Macron has just returned from a three-day state visit in China, where he pressed for more investment as Paris seeks to recalibrate its relationship with the world’s second-largest economy. France’s goods trade deficit with China reached around €47 billion ($54.7 billion) last year, according to the French Treasury. Meanwhile, China’s goods trade surplus with the EU swelled to almost $143 billion in the first half of 2025, a record for any six-month period, according to data released by China earlier this year.

Tensions between France and China escalated last year after Paris backed the EU’s decision to impose tariffs on Chinese electric vehicles.
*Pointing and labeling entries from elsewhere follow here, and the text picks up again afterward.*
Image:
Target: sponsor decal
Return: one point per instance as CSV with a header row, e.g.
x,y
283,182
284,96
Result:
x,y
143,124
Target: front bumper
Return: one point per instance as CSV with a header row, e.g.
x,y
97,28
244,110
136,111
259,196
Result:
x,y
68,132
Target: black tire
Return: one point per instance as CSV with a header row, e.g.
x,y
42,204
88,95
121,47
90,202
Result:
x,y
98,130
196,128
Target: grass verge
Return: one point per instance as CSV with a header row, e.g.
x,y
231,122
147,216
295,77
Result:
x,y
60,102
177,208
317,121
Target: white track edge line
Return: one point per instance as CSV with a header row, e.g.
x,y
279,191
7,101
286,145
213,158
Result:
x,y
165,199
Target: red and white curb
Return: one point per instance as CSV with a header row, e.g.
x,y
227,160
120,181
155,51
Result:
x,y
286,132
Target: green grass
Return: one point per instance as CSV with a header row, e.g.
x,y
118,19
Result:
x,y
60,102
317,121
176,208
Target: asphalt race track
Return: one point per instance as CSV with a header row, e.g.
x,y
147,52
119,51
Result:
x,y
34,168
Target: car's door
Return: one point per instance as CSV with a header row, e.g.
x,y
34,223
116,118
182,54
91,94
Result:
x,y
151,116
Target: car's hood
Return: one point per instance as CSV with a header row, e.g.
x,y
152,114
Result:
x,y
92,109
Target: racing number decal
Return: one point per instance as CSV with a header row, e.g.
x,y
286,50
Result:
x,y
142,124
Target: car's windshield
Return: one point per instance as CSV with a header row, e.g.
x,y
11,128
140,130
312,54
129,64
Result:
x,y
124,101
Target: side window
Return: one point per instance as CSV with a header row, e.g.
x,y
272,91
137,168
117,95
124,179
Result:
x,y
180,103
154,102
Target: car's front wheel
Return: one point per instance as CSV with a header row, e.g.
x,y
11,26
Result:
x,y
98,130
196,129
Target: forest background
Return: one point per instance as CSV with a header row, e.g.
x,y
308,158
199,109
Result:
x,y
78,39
Beijing retaliated by imposing minimum price requirements on French cognac, sparking fears among pork and dairy producers that they could be targeted next.

‘Life or Death’

Macron said the US approach to China was “inappropriate” and had worsened Europe’s position by diverting Chinese goods toward the EU market.

“Today, we’re stuck between the two, and it’s a question of life or death for European industry,” Macron said, while noting that Germany — Europe’s biggest economy — doesn’t entirely share France’s stance.

In addition to Europe needing to become more competitive, the European Central Bank too has a role to play in strengthening the EU’s single market, Macron said, arguing that monetary policy should take growth and jobs into account, not just inflation, he said.

He also said the ECB’s decision to continue selling the government bonds it holds risks pushing up long-term interest rates and weighing on economic activity.

“Europe must — and wants to — remain a zone of monetary stability and credible investment,” Macron said.